Drug-related serious adverse events occurred in 11% of patients who received BMS-936558. Drug-related adverse events of special interest, defined as those with potential immunerelated etiology, were sometimes severe and life-threatening.
The data on anti-PD-1 were published in the New England Journal of Medicine and presented at the 48th Annual Meeting of the American Society of Clinical Oncology. Data on a second investigational immunotherapy from Bristol-Myers Squibb, anti-PD-L1 (BMS-936559), were also published in the New England Journal of Medicine and presented at the 48th Annual Meeting of the American Society of Clinical Oncology. BMS-936559 is fully-human antibody that targets one of the immunosuppressive ligands for PD-1, PD-L1, which is often expressed on tumor, stromal and immune cells. Study 003 is a dose-ranging Phase 1 study (n=296) evaluating the safety, antitumor activity and pharmacokinetics of BMS-936558 in patients with advanced melanoma (n=104), non-small cell lung cancer (n=122), renal cell carcinoma (n=34), castration-resistant prostate cancer (n=17) and colorectal cancer (n=19).

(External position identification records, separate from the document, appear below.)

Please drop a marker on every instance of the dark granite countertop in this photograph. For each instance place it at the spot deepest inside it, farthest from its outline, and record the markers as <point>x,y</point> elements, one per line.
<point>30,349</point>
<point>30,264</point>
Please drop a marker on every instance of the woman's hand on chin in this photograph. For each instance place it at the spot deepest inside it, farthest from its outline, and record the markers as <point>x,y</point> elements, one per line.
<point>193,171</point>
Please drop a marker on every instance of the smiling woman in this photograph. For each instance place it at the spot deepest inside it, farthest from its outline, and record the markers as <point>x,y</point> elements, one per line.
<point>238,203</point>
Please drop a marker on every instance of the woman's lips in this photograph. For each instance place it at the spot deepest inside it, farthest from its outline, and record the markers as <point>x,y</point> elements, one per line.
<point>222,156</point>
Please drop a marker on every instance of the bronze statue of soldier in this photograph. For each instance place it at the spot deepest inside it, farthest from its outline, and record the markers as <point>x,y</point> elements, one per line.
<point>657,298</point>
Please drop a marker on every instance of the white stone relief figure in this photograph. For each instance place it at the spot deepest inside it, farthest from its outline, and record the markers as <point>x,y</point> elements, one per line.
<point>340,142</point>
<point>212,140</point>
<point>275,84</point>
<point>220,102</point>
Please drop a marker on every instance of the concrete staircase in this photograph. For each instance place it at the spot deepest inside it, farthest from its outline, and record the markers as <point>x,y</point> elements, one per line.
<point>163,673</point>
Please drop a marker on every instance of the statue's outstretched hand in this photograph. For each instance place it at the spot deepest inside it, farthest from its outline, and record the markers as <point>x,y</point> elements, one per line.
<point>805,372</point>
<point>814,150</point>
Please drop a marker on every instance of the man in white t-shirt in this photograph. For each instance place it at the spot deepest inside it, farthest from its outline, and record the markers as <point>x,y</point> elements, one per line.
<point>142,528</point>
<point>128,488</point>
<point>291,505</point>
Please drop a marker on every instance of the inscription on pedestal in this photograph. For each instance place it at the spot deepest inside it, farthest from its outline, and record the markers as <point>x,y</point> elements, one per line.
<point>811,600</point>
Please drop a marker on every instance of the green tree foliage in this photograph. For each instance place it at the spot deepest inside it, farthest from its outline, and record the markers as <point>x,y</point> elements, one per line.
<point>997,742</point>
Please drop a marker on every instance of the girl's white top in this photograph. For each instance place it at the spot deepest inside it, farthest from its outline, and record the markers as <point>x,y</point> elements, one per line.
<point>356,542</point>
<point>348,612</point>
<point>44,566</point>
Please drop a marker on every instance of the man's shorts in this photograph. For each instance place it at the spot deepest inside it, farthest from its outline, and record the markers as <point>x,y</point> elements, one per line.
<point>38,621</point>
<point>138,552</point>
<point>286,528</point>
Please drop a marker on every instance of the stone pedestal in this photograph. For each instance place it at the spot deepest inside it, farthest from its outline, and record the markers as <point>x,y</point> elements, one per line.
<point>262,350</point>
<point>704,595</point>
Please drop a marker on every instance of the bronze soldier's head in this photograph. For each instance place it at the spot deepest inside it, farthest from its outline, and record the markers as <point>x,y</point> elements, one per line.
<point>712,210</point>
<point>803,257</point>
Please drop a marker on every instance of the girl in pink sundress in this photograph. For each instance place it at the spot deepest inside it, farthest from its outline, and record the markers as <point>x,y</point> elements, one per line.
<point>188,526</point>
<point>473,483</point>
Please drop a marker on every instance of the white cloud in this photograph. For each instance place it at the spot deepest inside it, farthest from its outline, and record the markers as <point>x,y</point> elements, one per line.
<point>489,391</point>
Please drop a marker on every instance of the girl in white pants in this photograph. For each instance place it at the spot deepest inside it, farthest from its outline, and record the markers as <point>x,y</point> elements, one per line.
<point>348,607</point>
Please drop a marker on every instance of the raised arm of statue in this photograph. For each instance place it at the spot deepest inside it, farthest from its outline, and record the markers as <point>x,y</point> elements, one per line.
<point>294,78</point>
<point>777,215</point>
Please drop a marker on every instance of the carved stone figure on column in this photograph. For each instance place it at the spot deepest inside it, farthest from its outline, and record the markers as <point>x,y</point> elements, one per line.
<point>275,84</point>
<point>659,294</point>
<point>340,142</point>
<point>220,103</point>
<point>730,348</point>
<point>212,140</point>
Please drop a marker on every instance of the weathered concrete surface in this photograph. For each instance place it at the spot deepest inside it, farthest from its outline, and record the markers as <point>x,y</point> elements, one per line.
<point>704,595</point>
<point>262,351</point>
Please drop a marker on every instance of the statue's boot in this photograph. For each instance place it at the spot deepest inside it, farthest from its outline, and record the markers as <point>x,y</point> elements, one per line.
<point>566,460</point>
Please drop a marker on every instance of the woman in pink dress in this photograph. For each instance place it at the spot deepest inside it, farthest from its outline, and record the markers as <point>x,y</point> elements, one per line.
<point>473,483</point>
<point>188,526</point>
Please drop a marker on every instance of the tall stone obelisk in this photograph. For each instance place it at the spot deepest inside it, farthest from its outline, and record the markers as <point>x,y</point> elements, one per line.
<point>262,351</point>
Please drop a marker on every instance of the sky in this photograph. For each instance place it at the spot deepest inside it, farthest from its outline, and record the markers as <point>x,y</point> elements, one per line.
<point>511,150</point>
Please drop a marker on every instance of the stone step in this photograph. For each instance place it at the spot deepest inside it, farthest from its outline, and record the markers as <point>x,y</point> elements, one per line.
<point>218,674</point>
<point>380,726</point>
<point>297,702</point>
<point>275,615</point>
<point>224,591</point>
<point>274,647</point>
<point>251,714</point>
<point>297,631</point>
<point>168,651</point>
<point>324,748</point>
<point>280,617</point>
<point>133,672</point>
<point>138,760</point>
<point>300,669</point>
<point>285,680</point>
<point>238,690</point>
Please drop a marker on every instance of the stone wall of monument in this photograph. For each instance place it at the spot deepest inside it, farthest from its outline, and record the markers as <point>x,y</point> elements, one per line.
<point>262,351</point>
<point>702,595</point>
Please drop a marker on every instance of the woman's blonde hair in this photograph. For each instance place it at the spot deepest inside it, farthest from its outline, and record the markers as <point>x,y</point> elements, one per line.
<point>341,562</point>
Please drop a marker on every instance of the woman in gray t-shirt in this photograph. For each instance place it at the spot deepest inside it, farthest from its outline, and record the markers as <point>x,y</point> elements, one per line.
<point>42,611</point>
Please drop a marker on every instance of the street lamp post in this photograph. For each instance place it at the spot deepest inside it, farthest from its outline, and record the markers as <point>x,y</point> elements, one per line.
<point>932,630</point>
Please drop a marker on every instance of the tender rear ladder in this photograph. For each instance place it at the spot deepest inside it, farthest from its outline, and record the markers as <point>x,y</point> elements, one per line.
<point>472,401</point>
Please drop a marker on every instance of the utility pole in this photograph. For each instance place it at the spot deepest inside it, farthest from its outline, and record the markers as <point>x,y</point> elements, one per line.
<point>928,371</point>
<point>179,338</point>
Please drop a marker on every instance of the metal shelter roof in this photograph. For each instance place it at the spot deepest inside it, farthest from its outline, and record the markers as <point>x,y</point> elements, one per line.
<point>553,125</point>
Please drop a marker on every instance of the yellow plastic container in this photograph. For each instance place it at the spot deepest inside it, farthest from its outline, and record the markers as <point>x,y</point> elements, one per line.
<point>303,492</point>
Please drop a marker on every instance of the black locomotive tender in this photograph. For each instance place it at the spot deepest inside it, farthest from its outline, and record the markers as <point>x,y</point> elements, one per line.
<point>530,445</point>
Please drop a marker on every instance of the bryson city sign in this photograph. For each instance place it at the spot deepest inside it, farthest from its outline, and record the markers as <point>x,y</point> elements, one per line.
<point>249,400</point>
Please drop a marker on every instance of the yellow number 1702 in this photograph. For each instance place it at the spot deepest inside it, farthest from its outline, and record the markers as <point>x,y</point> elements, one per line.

Eligible patients were administered BMS-936558 as an intravenous infusion every 2 weeks of each 8-week treatment cycle. Cohorts of three to six patients per dose level (0.1, 0.3, 1.0, 3.0, or 10 mg/kg) were enrolled sequentially. Patients continued treatment less-than or equal to 2 years (12 cycles), unless they experienced complete response, unacceptable toxicity, progressive disease, or withdrew consent. In clinically stable patients, treatment could be continued beyond apparent initial disease progression until confirmed progression, as defined by proposed immune response criteria. Patients with stable disease (SD) or an ongoing OR at the completion of treatment were followed for less-than or equal to 1 year and offered retreatment for one additional year if their disease progressed. Objective response was defined as complete response (CR) or partial response (PR).
Objective responses, as measured by standard RECIST criteria, were observed in patients treated with BMS-936558 across dose cohorts and across the NSCLC (6% to 32%), metastatic melanoma (19% to 41%), and RCC (6% to 32%) tumor types. Most responses were durable with response durations greaterthan or equal to 1 year in 65% of responders with greater-than or equal to one year follow-up.
The spectrum, frequency, and severity of treatment-related adverse events (AEs) were generally similar across tested dose levels. Common drug-related AEs included fatigue, rash, diarrhea, decreased appetite and nausea, with Grade 3 to 4 AEs observed in 14% of patients.